本フレームワークは柱状および占有的特徴に基づいており、3つの注目型ビルディングブロックから構成されている。
本モデルは,KITTI-3Dデータセット上での3次元物体検出に極めて有効であることが示されている。
- 参考スコア(独自算出の注目度): 27.867824780748606
- License: http://arxiv.org/licenses/nonexclusive-distrib/1.0/
- Abstract: At the heart of all automated driving systems is the ability to sense the
surroundings, e.g., through semantic segmentation of LiDAR sequences, which
experienced a remarkable progress due to the release of large datasets such as
SemanticKITTI and nuScenes-LidarSeg. While most previous works focus on sparse
segmentation of the LiDAR input, dense output masks provide self-driving cars
with almost complete environment information. In this paper, we introduce MASS
- a Multi-Attentional Semantic Segmentation model specifically built for dense
top-view understanding of the driving scenes. Our framework operates on pillar-
and occupancy features and comprises three attention-based building blocks: (1)

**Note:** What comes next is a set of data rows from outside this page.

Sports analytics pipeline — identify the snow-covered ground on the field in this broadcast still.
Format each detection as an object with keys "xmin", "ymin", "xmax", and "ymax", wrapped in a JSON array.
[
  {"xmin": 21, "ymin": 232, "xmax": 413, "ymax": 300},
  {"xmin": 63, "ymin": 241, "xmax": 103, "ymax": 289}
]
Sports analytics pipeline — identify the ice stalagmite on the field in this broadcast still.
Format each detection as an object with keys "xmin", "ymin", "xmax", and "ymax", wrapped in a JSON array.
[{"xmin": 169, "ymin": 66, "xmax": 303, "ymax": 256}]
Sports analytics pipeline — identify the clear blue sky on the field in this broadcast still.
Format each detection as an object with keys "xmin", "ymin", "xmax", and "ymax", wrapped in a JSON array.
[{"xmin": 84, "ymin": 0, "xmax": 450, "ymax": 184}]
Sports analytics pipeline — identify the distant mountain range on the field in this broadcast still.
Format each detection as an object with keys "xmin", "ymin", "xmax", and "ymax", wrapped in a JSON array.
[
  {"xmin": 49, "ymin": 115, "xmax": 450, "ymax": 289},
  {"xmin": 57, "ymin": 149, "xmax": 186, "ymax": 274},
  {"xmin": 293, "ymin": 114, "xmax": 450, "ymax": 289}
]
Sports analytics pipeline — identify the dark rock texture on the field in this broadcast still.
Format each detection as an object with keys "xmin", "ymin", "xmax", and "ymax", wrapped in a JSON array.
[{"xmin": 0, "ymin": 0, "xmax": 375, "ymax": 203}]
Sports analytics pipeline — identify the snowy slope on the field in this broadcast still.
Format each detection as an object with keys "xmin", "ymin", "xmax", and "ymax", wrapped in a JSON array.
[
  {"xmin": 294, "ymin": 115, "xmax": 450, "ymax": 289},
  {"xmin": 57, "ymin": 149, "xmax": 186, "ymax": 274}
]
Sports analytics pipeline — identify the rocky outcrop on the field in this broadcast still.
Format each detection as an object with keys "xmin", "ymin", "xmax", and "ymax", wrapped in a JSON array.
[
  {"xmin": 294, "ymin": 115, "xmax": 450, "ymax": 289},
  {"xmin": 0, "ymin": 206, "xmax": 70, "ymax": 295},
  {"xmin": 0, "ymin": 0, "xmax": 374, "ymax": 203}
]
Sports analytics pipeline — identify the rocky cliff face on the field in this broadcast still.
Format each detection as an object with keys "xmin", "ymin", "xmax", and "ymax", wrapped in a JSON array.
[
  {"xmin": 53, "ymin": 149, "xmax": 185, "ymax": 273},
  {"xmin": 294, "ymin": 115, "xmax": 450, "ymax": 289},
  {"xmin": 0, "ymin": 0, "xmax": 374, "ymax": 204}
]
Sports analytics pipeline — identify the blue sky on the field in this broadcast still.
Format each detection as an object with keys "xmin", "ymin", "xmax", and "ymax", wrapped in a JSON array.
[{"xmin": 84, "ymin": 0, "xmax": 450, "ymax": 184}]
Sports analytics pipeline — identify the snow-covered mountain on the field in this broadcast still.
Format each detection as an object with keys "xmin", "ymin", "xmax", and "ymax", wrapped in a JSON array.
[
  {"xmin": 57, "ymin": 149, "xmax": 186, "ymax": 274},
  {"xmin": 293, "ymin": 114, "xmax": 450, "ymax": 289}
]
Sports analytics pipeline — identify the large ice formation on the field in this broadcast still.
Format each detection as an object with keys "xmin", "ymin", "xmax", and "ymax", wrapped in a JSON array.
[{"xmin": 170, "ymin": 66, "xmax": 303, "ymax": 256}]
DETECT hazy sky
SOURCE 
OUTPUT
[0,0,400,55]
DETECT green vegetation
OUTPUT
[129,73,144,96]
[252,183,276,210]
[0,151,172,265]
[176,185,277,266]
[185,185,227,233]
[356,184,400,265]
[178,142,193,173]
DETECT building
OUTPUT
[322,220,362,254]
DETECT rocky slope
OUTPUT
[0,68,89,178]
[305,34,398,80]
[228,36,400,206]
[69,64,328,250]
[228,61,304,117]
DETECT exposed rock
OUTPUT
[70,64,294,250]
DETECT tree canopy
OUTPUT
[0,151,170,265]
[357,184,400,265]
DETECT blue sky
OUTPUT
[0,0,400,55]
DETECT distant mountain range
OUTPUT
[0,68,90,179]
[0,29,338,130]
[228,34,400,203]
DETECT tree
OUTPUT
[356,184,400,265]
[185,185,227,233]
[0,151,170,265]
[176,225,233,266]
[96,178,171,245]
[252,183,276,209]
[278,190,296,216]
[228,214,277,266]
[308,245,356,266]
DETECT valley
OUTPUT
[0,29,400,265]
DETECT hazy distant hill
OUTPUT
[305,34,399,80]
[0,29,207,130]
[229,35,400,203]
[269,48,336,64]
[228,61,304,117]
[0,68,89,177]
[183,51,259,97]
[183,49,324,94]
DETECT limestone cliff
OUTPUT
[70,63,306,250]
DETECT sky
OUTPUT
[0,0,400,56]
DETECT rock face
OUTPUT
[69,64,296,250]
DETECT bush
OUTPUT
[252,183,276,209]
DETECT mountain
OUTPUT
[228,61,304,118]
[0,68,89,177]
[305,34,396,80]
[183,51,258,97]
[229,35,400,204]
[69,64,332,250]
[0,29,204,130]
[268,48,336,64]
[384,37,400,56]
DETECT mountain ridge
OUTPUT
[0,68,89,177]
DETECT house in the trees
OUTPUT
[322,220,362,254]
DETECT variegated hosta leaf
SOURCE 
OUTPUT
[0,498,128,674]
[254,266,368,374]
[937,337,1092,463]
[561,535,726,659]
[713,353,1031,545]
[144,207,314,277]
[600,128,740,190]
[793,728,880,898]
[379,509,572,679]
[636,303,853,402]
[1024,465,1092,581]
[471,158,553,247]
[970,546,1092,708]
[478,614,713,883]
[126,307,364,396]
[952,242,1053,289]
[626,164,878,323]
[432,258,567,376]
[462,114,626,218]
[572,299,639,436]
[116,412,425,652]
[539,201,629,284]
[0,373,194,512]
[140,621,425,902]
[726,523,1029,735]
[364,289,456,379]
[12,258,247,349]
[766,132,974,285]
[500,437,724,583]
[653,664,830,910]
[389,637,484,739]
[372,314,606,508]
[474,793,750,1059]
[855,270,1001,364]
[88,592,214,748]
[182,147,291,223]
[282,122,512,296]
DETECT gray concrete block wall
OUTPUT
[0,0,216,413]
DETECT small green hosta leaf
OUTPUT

a keypoint-driven graph attention, (2) an LSTM-based attention computed from a
vector embedding of the spatial input, and (3) a pillar-based attention,
resulting in a dense 360-degree segmentation mask. With extensive experiments
on both, SemanticKITTI and nuScenes-LidarSeg, we quantitatively demonstrate the
effectiveness of our model, outperforming the state of the art by 19.0% on
SemanticKITTI and reaching 32.7% in mIoU on nuScenes-LidarSeg, where MASS is
the first work addressing the dense segmentation task. Furthermore, our
multi-attention model is shown to be very effective for 3D object detection
validated on the KITTI-3D dataset, showcasing its high generalizability to
other tasks related to 3D vision.
- Abstract(参考訳): すべての自動運転システムの中心には、例えばLiDARシーケンスのセマンティックセグメンテーションを通じて周囲を検知する機能があり、これはSemanticKITTIやnuScenes-LidarSegのような大規模なデータセットのリリースによって顕著に進歩した。

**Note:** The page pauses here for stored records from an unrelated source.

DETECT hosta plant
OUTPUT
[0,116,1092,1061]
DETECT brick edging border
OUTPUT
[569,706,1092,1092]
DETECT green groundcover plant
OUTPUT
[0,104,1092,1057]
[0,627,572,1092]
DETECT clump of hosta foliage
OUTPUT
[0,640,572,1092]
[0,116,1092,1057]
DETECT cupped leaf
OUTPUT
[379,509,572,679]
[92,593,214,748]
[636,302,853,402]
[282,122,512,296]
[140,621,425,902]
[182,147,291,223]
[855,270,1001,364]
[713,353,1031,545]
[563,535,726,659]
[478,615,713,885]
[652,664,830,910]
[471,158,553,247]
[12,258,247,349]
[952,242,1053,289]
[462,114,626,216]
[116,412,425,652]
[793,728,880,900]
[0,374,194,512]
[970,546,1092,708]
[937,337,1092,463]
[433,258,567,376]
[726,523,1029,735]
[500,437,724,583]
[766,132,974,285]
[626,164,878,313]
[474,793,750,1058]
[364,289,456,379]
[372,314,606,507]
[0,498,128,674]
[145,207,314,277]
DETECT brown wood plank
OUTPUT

これまでのほとんどの研究は、LiDAR入力のスパースセグメンテーションに焦点を当てていたが、高密度出力マスクは、ほぼ完全な環境情報を備えた自動運転車を提供する。
本稿では,運転シーンの高精細なトップビュー理解のために特別に構築されたマルチアテンショナルセマンティクスセグメンテーションモデルであるmassを提案する。
本フレームワークは,(1)キーポイント駆動型グラフアテンション,(2)空間入力のベクトル埋め込みから計算したLSTMベースのアテンション,(3)柱ベースのアテンションという3つのアテンションベースビルディングブロックで構成され,それによって高密度な360度セグメンテーションマスクが生成される。
SemanticKITTI と nuScenes-LidarSeg の双方に関する広範な実験により、我々のモデルの有効性を定量的に証明し、SemanticKITTI では 19.0% 、nuScenes-LidarSeg では 32.7% に到達した。
さらに,このマルチアテンションモデルは,KITTI-3Dデータセット上で検証された3次元物体検出に非常に有効であることが示され,その高一般化性を示す。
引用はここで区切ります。